Tout a commencé le 8 mars lorsque Miller, plus connu sous le pseudonyme RIAEvangelist, a publié deux paquets open source appelés “peacenotwar” et “oneday-test” sur npm et GitHub. Les paquets semblent avoir été créés à l’origine par Miller comme un moyen de protestation pacifique, car ils ajoutent principalement un “message de paix” sur le bureau de tout utilisateur qui installe les paquets. « Ce code sert d’exemple non destructeur de la raison pour laquelle le contrôle de vos modules de nœuds est important.
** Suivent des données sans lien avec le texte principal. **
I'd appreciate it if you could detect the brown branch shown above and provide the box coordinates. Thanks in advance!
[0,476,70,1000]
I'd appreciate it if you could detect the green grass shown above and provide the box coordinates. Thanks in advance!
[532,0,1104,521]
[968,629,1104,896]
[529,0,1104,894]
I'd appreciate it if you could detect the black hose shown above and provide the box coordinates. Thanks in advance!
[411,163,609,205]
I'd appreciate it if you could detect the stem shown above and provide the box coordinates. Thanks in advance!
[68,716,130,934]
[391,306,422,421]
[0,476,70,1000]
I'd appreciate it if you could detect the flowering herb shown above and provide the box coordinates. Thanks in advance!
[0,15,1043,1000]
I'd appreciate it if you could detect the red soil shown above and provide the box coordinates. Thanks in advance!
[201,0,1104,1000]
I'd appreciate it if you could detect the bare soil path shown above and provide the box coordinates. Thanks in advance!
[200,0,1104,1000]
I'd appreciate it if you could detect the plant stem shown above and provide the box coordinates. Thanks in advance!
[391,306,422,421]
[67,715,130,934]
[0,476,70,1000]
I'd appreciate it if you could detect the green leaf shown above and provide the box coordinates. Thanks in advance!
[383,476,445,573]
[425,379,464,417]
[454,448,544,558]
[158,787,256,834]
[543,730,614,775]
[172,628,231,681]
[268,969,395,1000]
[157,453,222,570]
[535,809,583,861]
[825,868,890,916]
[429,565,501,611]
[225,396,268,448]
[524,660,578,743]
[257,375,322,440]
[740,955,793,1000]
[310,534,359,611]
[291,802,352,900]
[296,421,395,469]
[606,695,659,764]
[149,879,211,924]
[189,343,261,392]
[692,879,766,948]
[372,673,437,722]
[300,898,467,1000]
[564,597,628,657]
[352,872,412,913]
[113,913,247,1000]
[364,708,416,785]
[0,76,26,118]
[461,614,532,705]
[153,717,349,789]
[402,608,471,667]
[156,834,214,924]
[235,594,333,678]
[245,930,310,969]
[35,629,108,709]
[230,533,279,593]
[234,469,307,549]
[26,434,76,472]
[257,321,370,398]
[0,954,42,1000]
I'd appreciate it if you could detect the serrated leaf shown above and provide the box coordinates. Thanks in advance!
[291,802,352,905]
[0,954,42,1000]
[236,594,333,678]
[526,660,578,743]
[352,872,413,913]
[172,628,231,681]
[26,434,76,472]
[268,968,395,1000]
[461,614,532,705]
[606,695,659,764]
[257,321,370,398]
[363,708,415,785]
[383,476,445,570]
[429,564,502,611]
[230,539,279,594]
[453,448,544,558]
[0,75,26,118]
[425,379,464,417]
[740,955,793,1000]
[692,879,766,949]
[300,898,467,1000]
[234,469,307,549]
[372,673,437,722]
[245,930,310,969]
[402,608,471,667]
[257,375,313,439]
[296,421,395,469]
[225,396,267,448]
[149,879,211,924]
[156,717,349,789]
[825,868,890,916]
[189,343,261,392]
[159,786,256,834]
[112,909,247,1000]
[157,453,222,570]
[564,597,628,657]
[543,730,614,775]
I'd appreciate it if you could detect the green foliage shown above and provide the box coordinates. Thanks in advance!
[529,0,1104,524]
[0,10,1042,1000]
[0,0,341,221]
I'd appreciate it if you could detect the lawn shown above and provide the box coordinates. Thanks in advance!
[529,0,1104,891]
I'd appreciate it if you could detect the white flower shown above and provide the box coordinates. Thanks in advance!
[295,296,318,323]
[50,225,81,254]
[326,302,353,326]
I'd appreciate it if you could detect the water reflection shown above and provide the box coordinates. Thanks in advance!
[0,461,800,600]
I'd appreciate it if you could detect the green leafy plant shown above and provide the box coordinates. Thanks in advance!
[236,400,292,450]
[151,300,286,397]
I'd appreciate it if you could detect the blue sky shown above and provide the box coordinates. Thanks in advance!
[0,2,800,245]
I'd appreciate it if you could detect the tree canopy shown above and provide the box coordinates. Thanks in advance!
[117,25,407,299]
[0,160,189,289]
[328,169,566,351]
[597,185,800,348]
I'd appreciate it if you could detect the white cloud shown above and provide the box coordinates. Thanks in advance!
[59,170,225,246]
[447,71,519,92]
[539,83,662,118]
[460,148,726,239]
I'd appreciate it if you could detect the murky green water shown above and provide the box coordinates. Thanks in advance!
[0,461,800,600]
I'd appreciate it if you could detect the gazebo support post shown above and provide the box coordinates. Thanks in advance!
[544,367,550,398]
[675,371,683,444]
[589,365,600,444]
Il sert également de protestation non violente contre l’agression de la Russie qui menace le monde en ce moment », explique RIAEvangelist.
Mais le chaos s’est installé lorsque certaines versions npm de node-ipc ont été vues lançant une charge utile destructrice vers toutes les données et écrasant tous les fichiers des utilisateurs installant le paquet. Fait intéressant, le code malveillant lisait l’adresse IP externe du système et ne supprimait que les fichiers des utilisateurs basés en Russie et en Biélorussie. Le code malveillant présent dans node-ipc, en particulier dans le fichier “ssl-geospec.js”, contient des chaînes codées en base64 et des techniques d’obscurcissement pour masquer son véritable objectif. Snyk, une startup spécialisée en cybersécurité, a suivi et documenté les faits.
Une copie simplifiée du code fournie par les chercheurs de Snyk montre que pour les utilisateurs basés en Russie ou en Biélorussie, le code réécrit le contenu de tous les fichiers présents sur un système avec un émoji de cœur, ce qui a pour effet de supprimer toutes les données sur un système. Mais ce n’est pas tout. Les chercheurs ont rapporté que comme les versions 9.2.2, 11.0.0 et les versions supérieures à 11.0.0 de node-ipc intègrent le module “peacenotwar”, les utilisateurs concernés ont vu des fichiers ‘WITH-LOVE-FROM-AMERICA.txt’ apparaître sur leur bureau avec des messages de ‘paix’ (comme le montre l’image ci-dessous).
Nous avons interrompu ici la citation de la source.